Dave Smart (on coaching, culture & talent)

Dave Smart knew early that basketball coaching was what he wanted to do. A fine and funky player — he led the nation in scoring, and has Queen’s University’s all-time leading scoring average — Smart didn’t even use all his years of Canadian Interuniversity Sport eligibility. He’d likely shrug and agree with the fans of his Carleton University’s chief rivals at the University of Ottawa, who’ve been known to chant, Not so Smart! Not so Smart!

He sees the game at a genius level, and never lets his players relax. (Andrew Vaughan photo, CP)

He sees the game at a genius level, and never lets his players relax. (Andrew Vaughan photo, CP)

While he may not have been an academic superstar, the man is brilliant and a relentlessly insistent mentor. You may have heard: his teams at Carleton, never previously a basketball power, were winning national championships by his fourth season after taking the helm in his early 30s, and they’ve never stopped. That first title began streaks of five straight championships, thirteen consecutive national semifinals, and ten titles in the last 12 seasons. If that number sounds familiar, it tied one of the most storied records in the history of sport: John Wooden’s UCLA Bruin teams (Abdul-Jabbar, Walton, etc.) cut down NCAA nets in 10 of the Wizard of Westwood’s last dozen campaigns.
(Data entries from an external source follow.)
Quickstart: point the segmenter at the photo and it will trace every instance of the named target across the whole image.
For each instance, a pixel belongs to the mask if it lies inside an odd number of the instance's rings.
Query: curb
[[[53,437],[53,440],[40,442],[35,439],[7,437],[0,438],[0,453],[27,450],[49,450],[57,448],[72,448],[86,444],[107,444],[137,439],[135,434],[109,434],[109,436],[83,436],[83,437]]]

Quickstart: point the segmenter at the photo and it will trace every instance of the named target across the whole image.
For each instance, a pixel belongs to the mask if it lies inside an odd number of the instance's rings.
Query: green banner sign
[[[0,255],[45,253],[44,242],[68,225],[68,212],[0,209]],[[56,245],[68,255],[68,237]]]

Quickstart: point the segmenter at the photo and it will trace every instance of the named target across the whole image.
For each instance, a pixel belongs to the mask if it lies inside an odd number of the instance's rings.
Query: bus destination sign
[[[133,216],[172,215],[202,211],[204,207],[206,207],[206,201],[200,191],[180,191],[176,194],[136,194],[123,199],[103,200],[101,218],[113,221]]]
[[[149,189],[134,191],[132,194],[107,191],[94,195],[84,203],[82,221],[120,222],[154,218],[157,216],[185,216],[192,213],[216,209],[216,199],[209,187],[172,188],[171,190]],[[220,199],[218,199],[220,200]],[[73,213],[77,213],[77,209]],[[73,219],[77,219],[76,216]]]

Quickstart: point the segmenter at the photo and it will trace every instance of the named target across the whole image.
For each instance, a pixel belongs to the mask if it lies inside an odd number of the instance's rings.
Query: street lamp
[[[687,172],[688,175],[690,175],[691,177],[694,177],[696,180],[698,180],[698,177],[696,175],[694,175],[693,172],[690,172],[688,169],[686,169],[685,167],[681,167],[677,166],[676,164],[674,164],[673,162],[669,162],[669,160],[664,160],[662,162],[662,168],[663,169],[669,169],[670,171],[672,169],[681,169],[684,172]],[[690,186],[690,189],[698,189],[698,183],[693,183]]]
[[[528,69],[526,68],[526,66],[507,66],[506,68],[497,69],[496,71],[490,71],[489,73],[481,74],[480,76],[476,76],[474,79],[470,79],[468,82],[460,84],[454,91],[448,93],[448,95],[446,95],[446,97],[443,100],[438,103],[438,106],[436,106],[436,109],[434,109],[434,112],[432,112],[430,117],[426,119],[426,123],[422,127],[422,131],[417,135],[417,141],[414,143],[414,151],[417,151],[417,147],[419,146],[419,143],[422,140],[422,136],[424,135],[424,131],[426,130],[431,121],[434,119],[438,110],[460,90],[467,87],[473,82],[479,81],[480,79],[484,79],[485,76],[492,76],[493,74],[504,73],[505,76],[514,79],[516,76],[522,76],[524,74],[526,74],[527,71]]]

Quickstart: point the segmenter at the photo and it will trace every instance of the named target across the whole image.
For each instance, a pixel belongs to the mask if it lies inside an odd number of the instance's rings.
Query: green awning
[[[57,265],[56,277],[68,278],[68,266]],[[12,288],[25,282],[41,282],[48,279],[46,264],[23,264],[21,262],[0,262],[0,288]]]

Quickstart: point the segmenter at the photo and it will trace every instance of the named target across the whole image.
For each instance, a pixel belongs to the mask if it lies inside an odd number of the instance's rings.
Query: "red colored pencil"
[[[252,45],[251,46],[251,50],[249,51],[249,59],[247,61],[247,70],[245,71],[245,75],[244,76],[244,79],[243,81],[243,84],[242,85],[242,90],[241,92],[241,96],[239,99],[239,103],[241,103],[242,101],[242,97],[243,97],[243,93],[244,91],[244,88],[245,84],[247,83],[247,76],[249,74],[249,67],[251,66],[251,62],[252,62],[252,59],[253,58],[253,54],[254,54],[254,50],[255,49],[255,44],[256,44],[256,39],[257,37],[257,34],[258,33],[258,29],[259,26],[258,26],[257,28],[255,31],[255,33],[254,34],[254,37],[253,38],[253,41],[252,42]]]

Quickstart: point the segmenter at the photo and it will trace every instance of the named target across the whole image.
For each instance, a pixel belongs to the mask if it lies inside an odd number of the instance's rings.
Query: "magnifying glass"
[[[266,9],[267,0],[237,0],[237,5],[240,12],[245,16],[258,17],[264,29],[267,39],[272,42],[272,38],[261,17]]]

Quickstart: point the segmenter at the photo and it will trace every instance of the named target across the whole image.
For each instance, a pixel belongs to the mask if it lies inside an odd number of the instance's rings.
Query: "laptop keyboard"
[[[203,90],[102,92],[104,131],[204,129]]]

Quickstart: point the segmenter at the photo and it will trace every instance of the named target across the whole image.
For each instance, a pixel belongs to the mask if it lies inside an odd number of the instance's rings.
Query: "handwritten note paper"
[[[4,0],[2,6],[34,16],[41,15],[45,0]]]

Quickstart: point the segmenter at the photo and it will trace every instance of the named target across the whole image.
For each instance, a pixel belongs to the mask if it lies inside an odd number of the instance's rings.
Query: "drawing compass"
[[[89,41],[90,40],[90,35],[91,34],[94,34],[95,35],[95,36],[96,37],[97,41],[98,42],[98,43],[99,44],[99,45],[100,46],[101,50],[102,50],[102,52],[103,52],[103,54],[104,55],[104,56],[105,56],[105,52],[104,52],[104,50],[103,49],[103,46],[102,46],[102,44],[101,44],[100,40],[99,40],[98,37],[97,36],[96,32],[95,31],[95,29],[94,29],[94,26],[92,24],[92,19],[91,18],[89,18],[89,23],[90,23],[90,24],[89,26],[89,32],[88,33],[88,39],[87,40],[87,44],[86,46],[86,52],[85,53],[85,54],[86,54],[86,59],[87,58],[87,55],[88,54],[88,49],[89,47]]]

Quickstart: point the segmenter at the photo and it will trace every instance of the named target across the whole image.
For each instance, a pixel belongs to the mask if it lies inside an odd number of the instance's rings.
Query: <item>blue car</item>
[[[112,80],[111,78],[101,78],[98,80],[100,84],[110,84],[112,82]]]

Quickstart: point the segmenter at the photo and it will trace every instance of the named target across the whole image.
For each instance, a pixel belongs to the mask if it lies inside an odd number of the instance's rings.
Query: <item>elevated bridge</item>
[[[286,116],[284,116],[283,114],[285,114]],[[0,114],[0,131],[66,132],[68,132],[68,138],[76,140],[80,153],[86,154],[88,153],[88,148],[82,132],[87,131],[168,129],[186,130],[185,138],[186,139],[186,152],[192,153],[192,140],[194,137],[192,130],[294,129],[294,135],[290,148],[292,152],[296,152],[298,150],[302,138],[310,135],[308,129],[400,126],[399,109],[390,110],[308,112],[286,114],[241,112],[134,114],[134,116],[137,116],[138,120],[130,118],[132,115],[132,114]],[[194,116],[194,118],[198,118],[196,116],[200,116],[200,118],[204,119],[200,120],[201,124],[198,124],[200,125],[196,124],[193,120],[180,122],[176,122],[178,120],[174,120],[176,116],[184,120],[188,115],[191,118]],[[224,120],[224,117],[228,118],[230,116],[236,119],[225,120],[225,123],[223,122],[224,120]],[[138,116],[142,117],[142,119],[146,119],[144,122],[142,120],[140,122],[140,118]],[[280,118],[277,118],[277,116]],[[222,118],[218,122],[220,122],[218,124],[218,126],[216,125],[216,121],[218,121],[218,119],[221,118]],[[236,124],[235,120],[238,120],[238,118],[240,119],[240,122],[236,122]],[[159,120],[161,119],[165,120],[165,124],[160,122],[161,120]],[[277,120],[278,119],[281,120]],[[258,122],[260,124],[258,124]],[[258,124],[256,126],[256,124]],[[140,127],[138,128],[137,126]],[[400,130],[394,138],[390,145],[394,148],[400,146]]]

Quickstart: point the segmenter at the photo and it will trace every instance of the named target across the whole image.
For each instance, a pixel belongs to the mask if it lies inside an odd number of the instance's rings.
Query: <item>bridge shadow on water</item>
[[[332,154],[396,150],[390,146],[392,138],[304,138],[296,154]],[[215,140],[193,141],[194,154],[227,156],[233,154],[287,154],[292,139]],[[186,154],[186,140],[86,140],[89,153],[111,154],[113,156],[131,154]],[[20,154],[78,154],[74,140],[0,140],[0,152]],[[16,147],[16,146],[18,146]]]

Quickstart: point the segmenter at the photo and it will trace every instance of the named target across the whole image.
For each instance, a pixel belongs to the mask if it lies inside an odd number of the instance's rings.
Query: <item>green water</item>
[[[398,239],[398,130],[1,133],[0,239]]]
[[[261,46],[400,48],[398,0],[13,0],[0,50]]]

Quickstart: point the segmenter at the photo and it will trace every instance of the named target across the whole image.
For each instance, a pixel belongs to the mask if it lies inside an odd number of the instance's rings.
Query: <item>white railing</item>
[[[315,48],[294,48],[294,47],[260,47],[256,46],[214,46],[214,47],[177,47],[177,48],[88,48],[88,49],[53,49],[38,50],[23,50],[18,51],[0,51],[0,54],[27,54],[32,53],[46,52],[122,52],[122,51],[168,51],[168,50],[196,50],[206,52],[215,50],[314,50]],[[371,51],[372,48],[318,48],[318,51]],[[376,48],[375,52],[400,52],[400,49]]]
The Ravens, with a win tonight, will play for an eleventh title in 13 years tomorrow. (My rundown on the opening round of the tournament, Carleton’s 40-point win, and the only two teams with a real chance to knock them off is here.)

So, yeah. He’s pretty good, and I’ve been studying why. I’m starting to get it.And unlike, say, the University of Kentucky, the dominant American program, it’s not by massive injections of overwhelming athletic talent. While his team this year has two outstanding players in the Scrubb brothers, it hasn’t been a recruiting carousel at Carleton. A lot of athletes couldn’t stand his non-stop coaching and tree-top expectations. In a recent newspaper interview, Coach Smart offered a tribute to players on his first team — one that ended with a losing record — and thoughts on creating the Ravens milieu, in which excellence is a given, competitive greatness is required, and basketball perfection is the never-ending goal:

“We weren’t great our first year, but the culture was unbelievable and that set the tone for the rest of this time. It doesn’t matter what sport you’re coaching. It doesn’t matter where you are when you start coaching that sport. The number one thing is you have to get culture. It’s culture before talent.”

Dave Smart (b. 1966) was already coaching high school ball, very successfully, before he went to Queen’s University for an abbreviated but starry career. Passed over for the Queen’s job in his twenties, he ended up going to Carleton. 

Comments (3)

  1. Karl King

    It was a blessing for Smart to be passed over on the Queen’s job. Similar to Toronto, Queen’s students require far higher grade averages for admission than Carleton does, I would imagine, and I’m sure that would affect recruiting over the years. Just a theory, but similar to Brock (two National championships), the admissions standards may be a factor in recruiting. Thoughts?

    • There is likely truth to what you say, Captain King, and to Brock could be added Brandon, maybe some of the Atlantic schools that have won. I don’t know, but I have heard that Carleton is not the “Last-chance U” that it was once commonly thought to be.